Pennsylvania Gov. Tom Wolf came to Philadelphia Wednesday to send a message to the state Legislature that a bill prohibiting most abortions after five months will not become law.
He also rallied support against the bill.
Senate Bill 3, approved last week, would amend the state’s Abortion Control Act to outlaw abortions starting at 20 weeks. It would also criminalize the dilation and extraction abortion method, one of the most common procedures during the second trimester.
At a City Hall news conference, Erica Goldblatt Hyatt said her pregnancy could not have been terminated legally if the bill were law. Hyatt didn’t want to end her pregnancy, but her son never developed an airway or trachea and would have died if the pregnancy went to term.
“I know the truth as it happened, and I stand strong in knowing my beautiful son was freed from pain and suffering from the limitations of a body that would not serve him,” she said.
Dr. Sindhu K. Srinivas, director of obstetrical services at the Hospital of the University of Pennsylvania, said she helps parents with high-risk pregnancies at the worst time of their lives — as they decide whether to opt for an abortion or carry the fetus to term.

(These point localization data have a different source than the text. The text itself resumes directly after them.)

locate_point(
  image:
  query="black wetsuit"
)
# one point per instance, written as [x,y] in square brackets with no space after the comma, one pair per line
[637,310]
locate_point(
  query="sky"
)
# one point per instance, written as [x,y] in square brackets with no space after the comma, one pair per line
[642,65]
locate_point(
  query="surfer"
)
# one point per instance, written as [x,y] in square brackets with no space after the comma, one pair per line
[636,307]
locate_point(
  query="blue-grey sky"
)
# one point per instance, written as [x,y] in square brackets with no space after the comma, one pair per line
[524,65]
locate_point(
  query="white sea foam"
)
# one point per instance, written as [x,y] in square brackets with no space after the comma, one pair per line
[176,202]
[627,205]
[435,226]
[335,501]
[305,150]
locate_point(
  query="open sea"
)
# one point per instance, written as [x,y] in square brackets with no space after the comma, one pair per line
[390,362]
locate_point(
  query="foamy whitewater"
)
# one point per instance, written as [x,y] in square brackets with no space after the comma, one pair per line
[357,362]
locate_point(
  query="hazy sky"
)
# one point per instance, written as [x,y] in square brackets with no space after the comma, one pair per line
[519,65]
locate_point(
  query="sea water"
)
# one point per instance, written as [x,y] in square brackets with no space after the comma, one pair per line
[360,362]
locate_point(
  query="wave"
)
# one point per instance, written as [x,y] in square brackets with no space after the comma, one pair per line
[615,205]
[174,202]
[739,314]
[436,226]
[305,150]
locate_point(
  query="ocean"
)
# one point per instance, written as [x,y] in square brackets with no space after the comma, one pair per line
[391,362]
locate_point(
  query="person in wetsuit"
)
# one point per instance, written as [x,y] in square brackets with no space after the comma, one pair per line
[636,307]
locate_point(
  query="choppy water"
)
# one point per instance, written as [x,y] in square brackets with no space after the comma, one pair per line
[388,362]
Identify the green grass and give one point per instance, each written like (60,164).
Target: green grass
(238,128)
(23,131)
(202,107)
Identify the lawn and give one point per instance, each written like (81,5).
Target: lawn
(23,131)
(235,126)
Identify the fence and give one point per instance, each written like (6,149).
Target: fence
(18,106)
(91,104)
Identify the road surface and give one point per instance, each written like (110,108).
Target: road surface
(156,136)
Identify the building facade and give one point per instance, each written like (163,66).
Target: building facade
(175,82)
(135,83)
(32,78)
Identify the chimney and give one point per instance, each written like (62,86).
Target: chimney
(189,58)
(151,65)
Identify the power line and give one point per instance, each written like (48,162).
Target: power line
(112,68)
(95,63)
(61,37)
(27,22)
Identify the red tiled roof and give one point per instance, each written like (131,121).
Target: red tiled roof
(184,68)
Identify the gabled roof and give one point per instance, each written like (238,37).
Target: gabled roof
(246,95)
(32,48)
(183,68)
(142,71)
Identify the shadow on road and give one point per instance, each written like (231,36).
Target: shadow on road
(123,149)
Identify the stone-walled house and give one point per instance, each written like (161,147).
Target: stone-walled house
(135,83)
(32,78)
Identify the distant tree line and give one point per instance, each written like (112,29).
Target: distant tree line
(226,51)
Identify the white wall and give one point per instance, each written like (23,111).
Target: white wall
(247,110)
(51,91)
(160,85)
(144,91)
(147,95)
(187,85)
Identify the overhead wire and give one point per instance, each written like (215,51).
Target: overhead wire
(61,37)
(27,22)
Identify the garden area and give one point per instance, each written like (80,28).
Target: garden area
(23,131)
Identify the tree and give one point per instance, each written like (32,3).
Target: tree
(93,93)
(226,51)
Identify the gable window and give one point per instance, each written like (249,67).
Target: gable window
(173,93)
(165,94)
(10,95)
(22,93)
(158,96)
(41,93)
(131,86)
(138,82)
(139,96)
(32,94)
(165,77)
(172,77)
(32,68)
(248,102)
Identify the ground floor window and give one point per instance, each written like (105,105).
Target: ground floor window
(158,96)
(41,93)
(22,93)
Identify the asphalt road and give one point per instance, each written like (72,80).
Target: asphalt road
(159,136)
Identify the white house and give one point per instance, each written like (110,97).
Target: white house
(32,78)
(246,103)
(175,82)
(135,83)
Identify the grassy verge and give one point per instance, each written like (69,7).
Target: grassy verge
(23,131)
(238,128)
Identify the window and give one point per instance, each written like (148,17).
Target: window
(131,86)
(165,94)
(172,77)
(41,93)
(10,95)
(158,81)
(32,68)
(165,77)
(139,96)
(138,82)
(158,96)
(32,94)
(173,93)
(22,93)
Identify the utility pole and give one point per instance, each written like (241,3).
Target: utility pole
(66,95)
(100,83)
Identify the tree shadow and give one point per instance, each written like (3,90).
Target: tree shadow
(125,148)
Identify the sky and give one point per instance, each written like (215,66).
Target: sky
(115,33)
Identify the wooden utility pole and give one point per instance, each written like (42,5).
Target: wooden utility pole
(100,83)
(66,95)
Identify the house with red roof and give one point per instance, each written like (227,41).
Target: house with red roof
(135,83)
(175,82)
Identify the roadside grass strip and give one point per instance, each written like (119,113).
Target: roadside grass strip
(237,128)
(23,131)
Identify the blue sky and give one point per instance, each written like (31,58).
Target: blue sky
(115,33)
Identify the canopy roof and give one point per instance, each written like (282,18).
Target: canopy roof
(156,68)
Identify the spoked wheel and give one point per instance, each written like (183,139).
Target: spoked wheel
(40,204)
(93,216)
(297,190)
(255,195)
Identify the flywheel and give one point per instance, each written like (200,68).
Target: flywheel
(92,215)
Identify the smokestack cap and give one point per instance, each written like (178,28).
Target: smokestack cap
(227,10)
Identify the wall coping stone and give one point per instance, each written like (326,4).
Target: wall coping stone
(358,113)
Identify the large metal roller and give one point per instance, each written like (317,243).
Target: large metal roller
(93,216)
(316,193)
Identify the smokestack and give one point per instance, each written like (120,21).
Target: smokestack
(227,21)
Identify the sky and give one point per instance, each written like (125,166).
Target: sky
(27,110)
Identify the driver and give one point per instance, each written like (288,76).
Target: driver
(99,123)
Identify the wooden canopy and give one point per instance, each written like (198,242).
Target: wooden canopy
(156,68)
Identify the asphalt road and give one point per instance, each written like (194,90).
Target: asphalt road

“Senate Bill 3, if enacted, will compromise the safety of my patients,” she said. “This bill, if enacted, would violate the doctor-patient relationship. It would impose the most extreme restrictions on abortion in this country.
“It would ban abortions after 20 weeks, when most significant fetal anomalies are detected.”
Wolf said he has a simple message for lawmakers — and he repeated it three times during the news conference.
“Should this misguided and restrictive policy reach my desk, I will veto it, and I will veto any legislation that serves only to restrict the personal and medical choices available to women,” he vowed.
Wolf said he has enough votes in the legislature that any attempt to override his veto would fail.
Sen. Michelle Brooks, R-Mercer, the prime sponsor of the bill, did not respond to a request for comment. House Republican spokesman Steve Miskin, who said the issue is important to many Pennsylvanians, said the Senate bill will be reviewed with similar House legislation that passed overwhelmingly last year.